Create Output SQL Scripts
Note
This feature may not be available in all product editions. For more information on available features, see Compare Editions.
As part of job execution for an output, you can define SQL scripts to run before the job, after it, or both. These SQL scripts are stored as part of the output object definition and can be executed through any database connection to which the user has access. SQL scripts can be applied to file-based and table-based job executions.
When flows are shared, the shared user can modify SQL Scripts if the user has Editor permissions on the flow. See Overview of Sharing.
Example uses:
Insert or update log entries in a database log table before or after a job that publishes to file or database destinations.
Perform custom inserts, updates, and delete logic to other database tables based on job output data that is published to a database.
Create and refresh tables or materialized views that join the job’s output data with data from other tables using
CREATE AS SELECT
.Operational tasks such as disabling/enabling indexes and managing partitions on supported databases.
Script Types
Note
If one of these scripted steps fails, then all downstream phases of the job also fail.

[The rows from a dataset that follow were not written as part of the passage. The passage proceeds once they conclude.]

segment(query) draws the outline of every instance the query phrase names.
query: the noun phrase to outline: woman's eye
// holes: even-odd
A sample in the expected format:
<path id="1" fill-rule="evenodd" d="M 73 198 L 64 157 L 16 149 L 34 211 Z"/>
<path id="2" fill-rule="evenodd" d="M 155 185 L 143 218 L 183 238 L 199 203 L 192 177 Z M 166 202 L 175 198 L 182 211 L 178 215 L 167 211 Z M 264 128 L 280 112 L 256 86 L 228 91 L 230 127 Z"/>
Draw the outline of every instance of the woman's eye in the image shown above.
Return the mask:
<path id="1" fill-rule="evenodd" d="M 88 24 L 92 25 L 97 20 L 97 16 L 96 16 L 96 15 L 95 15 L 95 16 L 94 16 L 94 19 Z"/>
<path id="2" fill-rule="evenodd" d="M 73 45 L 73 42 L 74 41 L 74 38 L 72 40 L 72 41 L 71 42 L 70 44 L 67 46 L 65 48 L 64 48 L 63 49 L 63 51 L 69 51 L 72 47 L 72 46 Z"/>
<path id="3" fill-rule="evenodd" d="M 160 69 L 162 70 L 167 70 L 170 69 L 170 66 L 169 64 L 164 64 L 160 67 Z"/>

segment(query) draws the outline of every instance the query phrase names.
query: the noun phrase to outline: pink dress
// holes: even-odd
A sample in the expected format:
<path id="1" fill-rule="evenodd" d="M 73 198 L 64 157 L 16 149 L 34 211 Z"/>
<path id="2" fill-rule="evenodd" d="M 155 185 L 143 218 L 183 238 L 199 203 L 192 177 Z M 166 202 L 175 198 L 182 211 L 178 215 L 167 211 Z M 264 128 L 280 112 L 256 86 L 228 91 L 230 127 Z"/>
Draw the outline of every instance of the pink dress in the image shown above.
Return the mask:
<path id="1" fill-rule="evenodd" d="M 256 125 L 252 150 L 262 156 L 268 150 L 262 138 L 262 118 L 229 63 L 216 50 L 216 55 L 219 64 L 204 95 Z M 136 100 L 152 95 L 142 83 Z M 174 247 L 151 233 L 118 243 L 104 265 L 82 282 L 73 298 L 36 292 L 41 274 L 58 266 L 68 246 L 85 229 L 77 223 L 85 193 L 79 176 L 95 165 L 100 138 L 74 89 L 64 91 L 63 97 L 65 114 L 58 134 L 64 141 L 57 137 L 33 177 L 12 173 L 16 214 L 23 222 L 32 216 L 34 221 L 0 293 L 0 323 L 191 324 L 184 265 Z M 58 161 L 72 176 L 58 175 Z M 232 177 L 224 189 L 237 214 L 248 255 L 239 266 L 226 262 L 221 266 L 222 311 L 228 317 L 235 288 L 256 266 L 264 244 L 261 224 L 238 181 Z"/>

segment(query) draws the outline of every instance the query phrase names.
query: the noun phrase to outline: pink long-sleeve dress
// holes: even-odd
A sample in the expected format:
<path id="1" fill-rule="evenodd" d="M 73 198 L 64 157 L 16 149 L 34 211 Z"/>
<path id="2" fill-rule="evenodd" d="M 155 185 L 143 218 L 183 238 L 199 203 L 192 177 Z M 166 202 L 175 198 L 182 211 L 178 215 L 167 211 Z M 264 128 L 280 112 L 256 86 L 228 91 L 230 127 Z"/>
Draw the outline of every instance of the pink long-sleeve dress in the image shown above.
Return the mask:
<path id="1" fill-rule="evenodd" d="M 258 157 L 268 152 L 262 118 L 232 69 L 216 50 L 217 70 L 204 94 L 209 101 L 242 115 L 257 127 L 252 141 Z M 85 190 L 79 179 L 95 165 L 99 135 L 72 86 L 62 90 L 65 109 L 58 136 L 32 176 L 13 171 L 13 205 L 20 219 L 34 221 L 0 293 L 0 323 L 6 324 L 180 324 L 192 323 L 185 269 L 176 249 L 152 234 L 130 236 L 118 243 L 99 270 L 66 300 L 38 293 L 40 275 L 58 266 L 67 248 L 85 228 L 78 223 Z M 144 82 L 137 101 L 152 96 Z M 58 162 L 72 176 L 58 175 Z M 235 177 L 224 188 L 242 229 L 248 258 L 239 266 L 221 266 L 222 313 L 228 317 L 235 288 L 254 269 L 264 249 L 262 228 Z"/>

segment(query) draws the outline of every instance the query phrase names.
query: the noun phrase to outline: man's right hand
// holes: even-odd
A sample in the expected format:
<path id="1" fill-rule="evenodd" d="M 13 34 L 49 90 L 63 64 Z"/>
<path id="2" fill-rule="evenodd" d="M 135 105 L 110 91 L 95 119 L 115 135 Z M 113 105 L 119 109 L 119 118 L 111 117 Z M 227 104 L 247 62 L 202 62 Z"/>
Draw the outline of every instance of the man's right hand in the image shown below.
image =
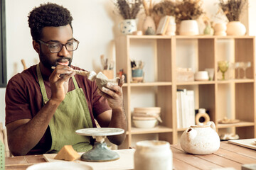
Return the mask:
<path id="1" fill-rule="evenodd" d="M 65 65 L 57 65 L 49 77 L 51 97 L 50 100 L 60 103 L 68 90 L 68 81 L 75 74 L 75 71 Z"/>

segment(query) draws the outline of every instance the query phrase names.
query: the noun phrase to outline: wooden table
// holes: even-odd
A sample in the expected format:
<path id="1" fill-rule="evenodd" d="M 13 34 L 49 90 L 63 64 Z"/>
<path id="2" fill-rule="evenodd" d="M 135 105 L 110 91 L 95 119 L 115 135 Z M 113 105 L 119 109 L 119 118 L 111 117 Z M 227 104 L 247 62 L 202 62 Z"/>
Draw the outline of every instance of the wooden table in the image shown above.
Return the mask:
<path id="1" fill-rule="evenodd" d="M 171 145 L 173 152 L 174 169 L 194 170 L 233 167 L 241 169 L 242 164 L 256 164 L 254 149 L 222 142 L 220 148 L 208 155 L 186 154 L 179 144 Z M 43 155 L 23 156 L 6 158 L 6 169 L 26 169 L 28 166 L 45 162 Z"/>

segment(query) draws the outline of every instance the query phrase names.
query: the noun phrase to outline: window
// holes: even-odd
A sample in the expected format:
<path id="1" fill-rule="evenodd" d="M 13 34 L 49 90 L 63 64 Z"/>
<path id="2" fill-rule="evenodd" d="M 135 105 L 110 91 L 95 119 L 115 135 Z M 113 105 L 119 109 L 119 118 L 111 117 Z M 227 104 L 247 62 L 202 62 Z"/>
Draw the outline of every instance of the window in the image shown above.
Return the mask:
<path id="1" fill-rule="evenodd" d="M 5 0 L 0 0 L 0 87 L 6 87 L 7 83 L 5 11 Z"/>

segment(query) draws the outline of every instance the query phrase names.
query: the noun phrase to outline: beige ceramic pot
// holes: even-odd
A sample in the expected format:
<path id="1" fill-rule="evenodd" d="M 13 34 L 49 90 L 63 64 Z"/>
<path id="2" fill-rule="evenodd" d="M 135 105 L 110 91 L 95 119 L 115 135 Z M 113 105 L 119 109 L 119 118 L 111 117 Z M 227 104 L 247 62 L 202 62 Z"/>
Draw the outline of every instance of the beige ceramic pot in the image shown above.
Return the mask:
<path id="1" fill-rule="evenodd" d="M 227 25 L 223 23 L 216 23 L 213 26 L 214 35 L 225 36 L 227 35 Z"/>
<path id="2" fill-rule="evenodd" d="M 245 26 L 240 21 L 231 21 L 227 24 L 228 35 L 245 35 L 246 33 Z"/>
<path id="3" fill-rule="evenodd" d="M 156 25 L 154 21 L 154 19 L 152 18 L 152 17 L 147 16 L 146 16 L 145 20 L 143 22 L 143 26 L 142 26 L 143 34 L 145 34 L 146 30 L 149 28 L 151 28 L 154 33 L 156 32 Z"/>
<path id="4" fill-rule="evenodd" d="M 191 126 L 181 137 L 181 148 L 193 154 L 209 154 L 220 148 L 220 140 L 213 122 Z"/>
<path id="5" fill-rule="evenodd" d="M 123 34 L 132 34 L 133 32 L 137 30 L 137 23 L 134 19 L 123 20 L 118 26 L 120 32 Z"/>
<path id="6" fill-rule="evenodd" d="M 134 170 L 172 169 L 172 152 L 166 141 L 144 140 L 136 143 Z"/>
<path id="7" fill-rule="evenodd" d="M 199 34 L 198 24 L 196 20 L 184 20 L 181 22 L 181 35 L 196 35 Z"/>

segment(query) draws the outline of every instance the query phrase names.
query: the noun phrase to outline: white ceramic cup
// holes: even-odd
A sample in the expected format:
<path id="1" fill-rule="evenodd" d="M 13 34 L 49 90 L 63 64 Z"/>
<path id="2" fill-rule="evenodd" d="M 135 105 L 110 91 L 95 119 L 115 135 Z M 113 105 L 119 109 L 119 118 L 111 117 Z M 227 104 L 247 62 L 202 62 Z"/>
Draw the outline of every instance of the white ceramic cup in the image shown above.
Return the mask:
<path id="1" fill-rule="evenodd" d="M 137 23 L 134 19 L 123 20 L 119 24 L 119 28 L 120 32 L 123 34 L 132 34 L 137 31 Z"/>
<path id="2" fill-rule="evenodd" d="M 195 80 L 208 81 L 209 80 L 208 73 L 206 71 L 199 71 L 195 73 Z"/>
<path id="3" fill-rule="evenodd" d="M 181 35 L 196 35 L 199 34 L 198 24 L 196 20 L 184 20 L 181 22 Z"/>

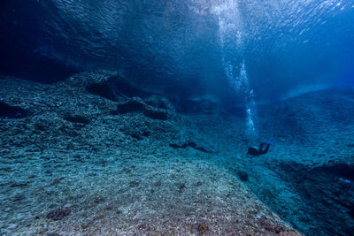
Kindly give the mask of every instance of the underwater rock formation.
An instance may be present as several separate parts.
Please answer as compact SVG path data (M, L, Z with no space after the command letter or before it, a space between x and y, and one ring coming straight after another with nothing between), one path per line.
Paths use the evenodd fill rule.
M0 117L6 118L22 118L28 115L28 111L18 106L12 106L0 101Z
M119 114L128 112L141 112L145 117L153 119L165 120L176 116L173 106L167 99L158 96L151 96L146 100L140 97L133 97L117 106Z
M84 72L51 85L1 78L2 101L31 110L0 119L2 235L276 235L292 228L210 161L227 154L219 118L179 116L161 96L114 102L88 91L111 77ZM119 105L127 113L112 114ZM225 152L192 141L171 151L166 143L182 138Z
M181 145L178 145L175 143L170 143L169 145L171 148L187 148L190 147L190 148L195 148L196 150L208 153L208 151L204 148L197 146L195 142L193 142L191 141L187 141L185 143L183 143Z

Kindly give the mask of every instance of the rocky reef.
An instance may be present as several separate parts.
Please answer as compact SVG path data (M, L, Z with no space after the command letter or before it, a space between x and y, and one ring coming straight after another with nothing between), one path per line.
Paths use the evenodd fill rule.
M1 78L0 234L298 235L221 162L241 129L119 83L93 89L116 77Z

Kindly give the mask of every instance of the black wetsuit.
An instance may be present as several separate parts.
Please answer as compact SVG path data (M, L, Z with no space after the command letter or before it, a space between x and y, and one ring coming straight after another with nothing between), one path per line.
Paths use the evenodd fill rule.
M263 148L263 146L266 145L266 148ZM268 152L269 150L269 143L266 143L266 142L262 142L259 145L259 148L255 148L255 147L250 147L249 150L247 152L247 155L251 155L251 156L259 156L259 155L263 155Z

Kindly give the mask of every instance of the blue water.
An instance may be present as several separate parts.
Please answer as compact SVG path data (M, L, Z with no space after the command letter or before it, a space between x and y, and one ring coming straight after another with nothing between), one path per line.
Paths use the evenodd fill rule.
M232 137L226 138L229 142L214 141L225 145L219 144L224 147L220 149L229 148L234 151L231 156L241 156L247 146L273 141L273 154L258 163L252 161L250 165L241 157L235 161L226 156L219 156L216 163L222 168L233 169L227 164L234 162L242 166L249 171L248 187L306 235L316 232L320 232L318 235L352 235L350 194L354 190L352 175L348 174L354 170L350 160L354 143L352 1L3 0L0 13L0 80L9 89L3 90L0 97L2 130L18 126L26 131L26 122L19 125L16 122L22 121L15 120L29 117L33 119L28 123L35 124L38 112L42 112L33 109L30 101L8 96L16 95L16 90L11 89L6 76L24 80L26 86L35 82L33 88L58 88L58 82L78 72L110 71L114 78L86 87L88 94L114 103L140 97L129 103L136 112L149 114L150 118L161 118L165 114L158 113L158 109L171 107L148 97L164 96L175 112L192 120L178 129L184 140L208 129L203 122L196 125L199 119L193 116L215 114L217 106L224 110L220 117L234 126L219 124L220 129L227 129L223 137L228 133ZM40 103L41 94L37 95L35 103ZM36 97L35 93L33 96ZM65 119L66 113L77 110L69 105L65 110L67 103L53 105L62 107L63 114L54 108L51 111ZM106 104L110 109L102 109L102 114L117 115L112 104ZM143 104L153 104L158 111L142 108ZM98 116L97 110L89 110L89 117ZM69 116L65 120L90 124L81 116ZM213 122L211 118L210 123ZM205 133L212 137L213 128L209 128L211 132ZM149 132L129 135L144 141ZM235 137L235 133L240 136ZM204 139L210 137L205 134ZM234 139L241 140L241 144L235 144ZM180 146L198 150L200 144L176 147ZM266 177L259 180L262 174ZM314 195L309 190L316 188L316 179L323 184L323 205L316 203L321 200L320 187ZM275 190L265 187L267 185ZM338 214L328 228L324 225L330 217L321 220L319 213L326 205L333 207L325 215Z

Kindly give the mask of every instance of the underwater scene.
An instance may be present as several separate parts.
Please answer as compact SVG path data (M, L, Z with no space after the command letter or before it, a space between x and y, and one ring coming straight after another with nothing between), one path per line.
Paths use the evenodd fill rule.
M354 2L1 0L0 235L354 235Z

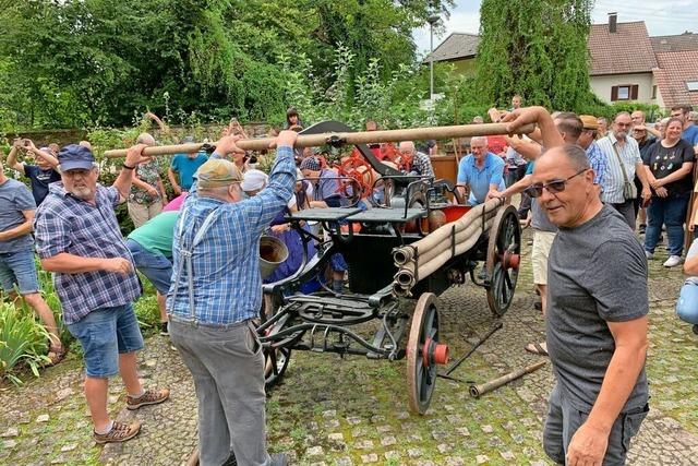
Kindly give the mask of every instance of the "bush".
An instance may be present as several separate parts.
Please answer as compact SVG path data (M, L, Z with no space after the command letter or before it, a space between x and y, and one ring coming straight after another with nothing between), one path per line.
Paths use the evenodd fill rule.
M39 377L39 367L49 362L47 350L48 333L34 312L0 302L0 379L21 384L16 371L24 366Z

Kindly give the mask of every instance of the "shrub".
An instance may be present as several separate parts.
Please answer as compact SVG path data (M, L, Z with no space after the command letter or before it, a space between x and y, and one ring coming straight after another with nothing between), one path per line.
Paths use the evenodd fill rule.
M26 307L15 308L0 302L0 379L14 384L22 381L16 369L25 365L35 377L39 377L41 363L49 362L48 333Z

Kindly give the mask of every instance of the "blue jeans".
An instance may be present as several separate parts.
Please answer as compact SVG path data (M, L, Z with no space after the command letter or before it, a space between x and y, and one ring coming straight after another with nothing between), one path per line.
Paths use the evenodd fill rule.
M143 336L131 304L97 309L67 326L83 347L87 377L107 379L118 374L119 354L143 348Z
M681 255L684 251L684 222L690 193L658 198L647 207L647 230L645 231L645 250L654 252L662 234L662 225L666 225L669 254Z
M31 295L39 290L32 248L0 253L0 286L5 292L11 292L14 285L17 286L20 295Z
M172 283L172 263L159 252L151 252L132 239L127 247L133 255L135 267L151 280L160 295L167 295Z

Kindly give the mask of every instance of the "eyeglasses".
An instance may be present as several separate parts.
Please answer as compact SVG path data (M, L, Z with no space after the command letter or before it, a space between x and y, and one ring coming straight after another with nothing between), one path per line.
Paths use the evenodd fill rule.
M551 194L556 194L558 192L565 191L565 184L567 184L569 180L578 177L588 169L589 168L585 168L583 170L577 171L575 175L569 178L565 178L564 180L552 180L546 183L533 183L530 187L526 188L524 191L526 191L526 193L531 198L540 198L541 195L543 195L543 189L546 189Z

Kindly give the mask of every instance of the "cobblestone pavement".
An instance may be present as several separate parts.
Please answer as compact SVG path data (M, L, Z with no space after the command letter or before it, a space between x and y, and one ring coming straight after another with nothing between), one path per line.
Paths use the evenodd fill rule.
M438 380L425 416L408 413L405 361L293 354L284 383L269 394L269 450L288 452L292 464L302 465L549 464L541 447L552 386L549 365L479 399L468 394L469 381L483 382L540 360L524 350L543 338L527 259L504 328L454 373L466 382ZM674 315L681 272L663 270L662 261L650 261L652 410L633 443L634 465L690 465L698 458L698 339ZM494 323L484 290L472 284L449 289L441 302L442 334L452 357L462 355ZM141 374L146 385L169 386L171 401L139 410L142 433L104 449L89 437L81 362L74 356L23 387L0 392L0 464L183 463L196 443L196 402L189 373L167 338L147 340ZM122 409L123 390L116 380L109 403L112 414L133 416Z

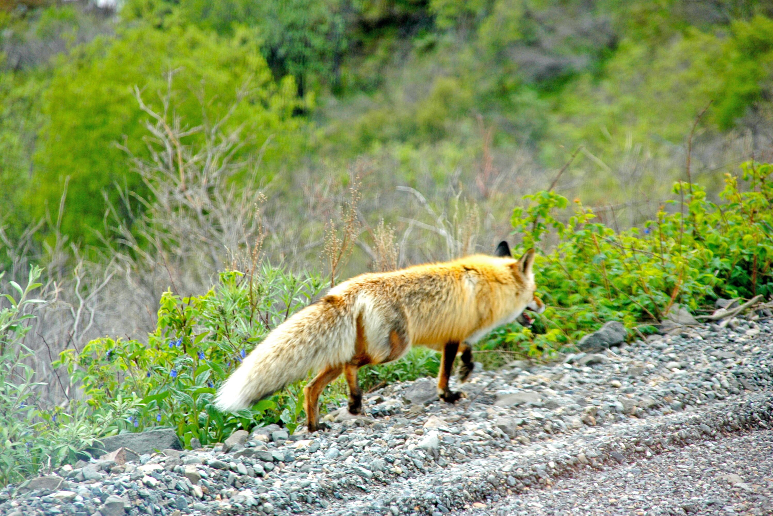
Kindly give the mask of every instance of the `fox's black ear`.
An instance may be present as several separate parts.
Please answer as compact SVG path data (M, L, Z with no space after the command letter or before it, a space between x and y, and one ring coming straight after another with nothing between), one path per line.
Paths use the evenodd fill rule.
M499 243L499 245L496 246L494 250L495 256L507 256L510 258L512 256L512 253L510 252L510 246L507 245L506 240L502 240Z
M529 276L532 273L532 265L534 264L534 248L532 247L528 251L523 253L520 260L518 260L516 265L521 267L521 270L524 274Z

Pre-job: After a job has been initiated and before data is ingested into the platform, a SQL script can be executed by the Trifacta Application.
Post-job: After job results have been generated and published, a SQL script can be executed.
Note
If publishing job fails, then all downstream tasks also fail, including the SQL script, which is not executed and is recorded as a failed phase of the job execution.
Script execution
SQL lines in an individual script are executed in the order listed in the script.
If you have defined multiple scripts of the same type (pre-job, for example), those scripts may be executed in parallel.
Note
The order of listing of scripts in the Trifacta Application does not affect the order of execution of those scripts.
A warning message is displayed if the pre/post SQL scripts do not have any valid connection.
Limitations
Warning
These SQL scripts are executed without validation through the selected database connection. There are no explicit limitations on the types of SQL statements that can be executed. It is possible to do harm through this feature.
After each SQL statement in a script, a semi-colon is required.
SQL validation is not supported for some connection types.
When flows containing output SQL scripts are imported, the connection to the database where the script is to be executed must exist in the new environment. Otherwise, the SQL script is dropped from the import.
Output SQL script actions may not be supported for all connection types. If the connection is not available in the dropdown for selecting a connection, then the feature may not be available for the connection type.
Enable
This feature may need to be enabled in your environment.
A workspace administrator can enable the use of SQL scripts. For more information, see Workspace Settings Page.
Create Output SQL Script
Through the Trifacta Application, you add SQL scripts as part of the output object definition.
Tip
Depending on the nature of your SQL script, you may choose to test it first in a demo environment on a demo database.
Where to add:
You can create SQL scripts for the following types of outputs:
Manual Settings destinations: In Flow View, you can select an output object and then modify one of its Manual Settings destinations.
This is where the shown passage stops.